On pourrait croire que le milieu universitaire - un milieu où l'on se targue de « brasser » des idées nouvelles, novatrices et créatives - est un endroit où la conciliation travail-famille est, sinon encouragée, du moins tolérée.

Certes, les horaires de travail flexibles, la possibilité de travailler de la maison et, disons-le, les salaires plus élevés que la moyenne, permettent aux professeurs qui sont aussi parents de jeunes enfants de s'organiser assez facilement lorsque fiston tombe malade ou que la garderie ferme abruptement ses portes pour cause d'épidémie bactérienne. Et pourtant...

Pourtant, le regard des collègues demeure sévère à l'égard de ces jeunes professeures qui tombent enceintes, souvent après de longues années d'études, et donc forcément « sur le tard », et qui, hélas, sont aussi en début de carrière.

Le milieu universitaire ne fait pas de quartiers : une jeune professeure, peu importe sa situation personnelle, ne saura triompher sans publier un maximum d'articles scientifiques dans des revues reconnues, donner un maximum de conférences (idéalement à l'étranger), concevoir une pléthore de nouveaux cours pour le plus grand nombre d'étudiants possible et, bien sûr, se donner à fond pour servir la collectivité, tant à l'interne qu'à l'externe.

La jeune mère ou celle sur le point de l'être en sort forcément perdante. Elle ne saura, pour un certain temps du moins, honorer dignement ou du moins autant que ses collègues masculins, une telle charge de travail. Mais si ce n'était que cela...

Les commentaires des collègues se font acerbes à l'endroit de la future mère : « Une grossesse, ça se planifie! » Or, une grossesse ardemment désirée qui survient à la fin de la trentaine ou à l'aube de la quarantaine peut difficilement être repoussée plus longtemps.

« Être enceinte, ce n'est pas une maladie ». Non, bien sûr que non. Mais peut-on au moins s'entendre sur le fait que d'avoir un petit être humain qui grandit dans son ventre implique souvent de réprimer toute la journée ses envies de vomir (ou alors, de prendre des médicaments antinauséeux qui ont malheureusement comme effet secondaire de créer la somnolence), de voir son agenda bousculé par de nombreuses visites médicales, de mal dormir, d'avoir mal au dos, d'avoir des brûlements d'estomac et j'en passe... Banaliser une grossesse sous prétexte que cela n'est pas une maladie est, à mon sens, franchement machiste.
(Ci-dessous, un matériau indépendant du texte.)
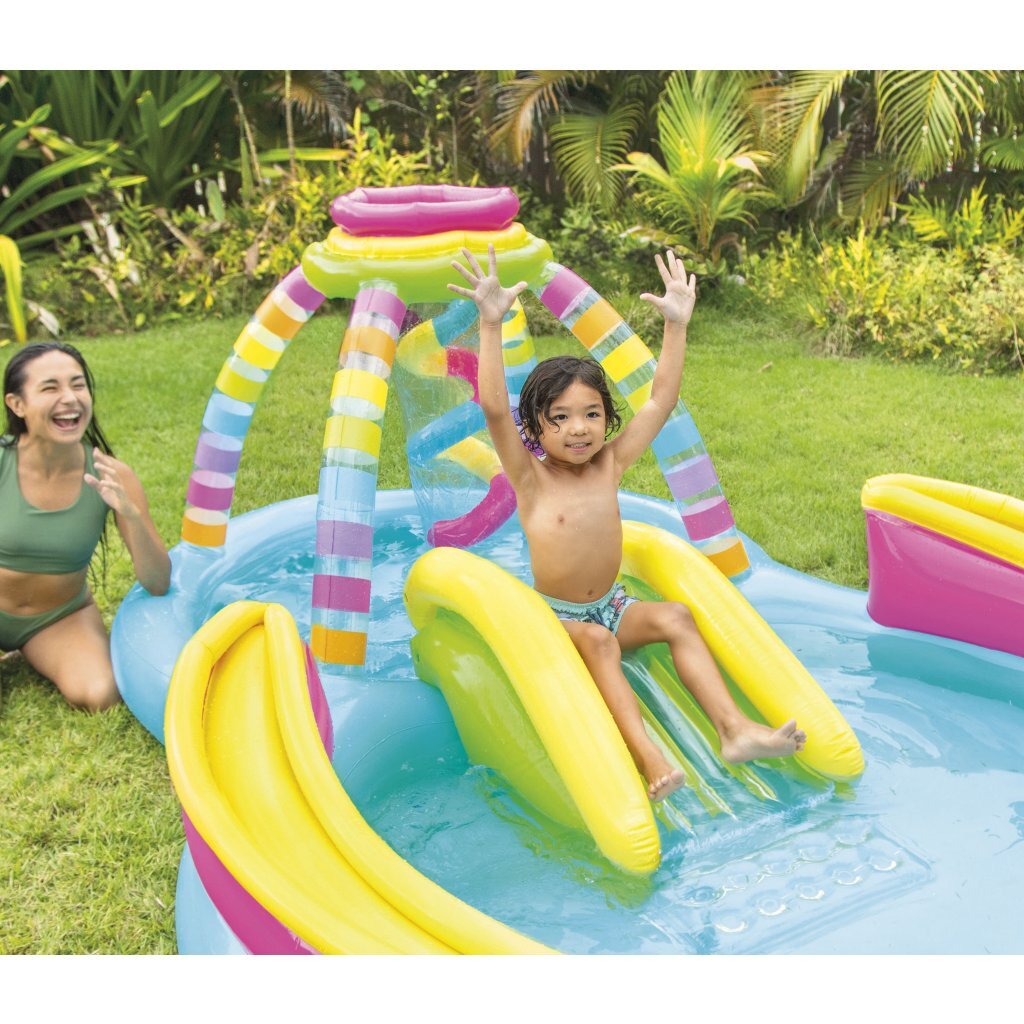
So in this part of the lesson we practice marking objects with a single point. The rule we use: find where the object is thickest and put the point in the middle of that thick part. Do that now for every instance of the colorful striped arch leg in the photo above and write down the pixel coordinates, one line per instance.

« Tu es certaine que tu veux un enfant? Il n'y a pas beaucoup de femmes dans ce milieu qui en ont... » Ce commentaire, entendu à maintes reprises de la part de collègues féminines me laisse encore songeuse. S'agissait-il d'une maladroite mise en garde? Parce qu'avoir un enfant, lorsqu'on débute une carrière de professeure-chercheure, est un sujet hautement tabou. Devoir quitter une réunion pour des raisons médicales liées à la grossesse ou pour aller chercher fiston à la garderie, ça ne passe pas. Certes, on ne le dira pas tout haut. Les collègues sont des gens civilisés et polis. Or, les yeux levés au ciel trahissent ce qu'on pense tout bas. Un « vrai » chercheur, un « vrai scientifique », un « vrai » professeur devrait faire passer le Savoir et la Connaissance avant des raisons aussi terre à terre qu'un... enfant!

Et la permanence? N'y pensez pas! Et la promotion? Vous vous moquez de moi, sans doute! Quand, à la naissance de l'enfant, vos collègues ne se donnent même pas la peine de vous faire parvenir une petite carte de félicitations (et un cadeau? Non, sérieusement, vous me faites marrer!), cela laisse paraître assez clairement ce qu'on pense de cet « heureux événement ».

J'aimerais dire aux jeunes professeures qu'elles pourront vivre une grossesse sereine et prendre un congé de maternité sans en subir trop de conséquences néfastes sur leur carrière, mais cela m'est impossible. J'aimerais ne pas avoir à les mettre en garde.

Certains diront que la grossesse est un choix. Qu'on ne peut pas tout avoir. Serait-ce à dire que la carrière universitaire est totalement irréconciliable avec la volonté de fonder une famille? Plutôt que de vous mettre en garde, doctorantes, je vous enjoins à vous battre. Battez-vous pour vous, pour vos enfants (actuels ou en devenir), pour toutes les jeunes mamans ou pour celles qui rêvent de le devenir. Si le milieu universitaire ne souhaite embaucher que des hommes ou des femmes ménopausées, qu'il le dise clairement et fasse ensuite face aux conséquences qui en suivront.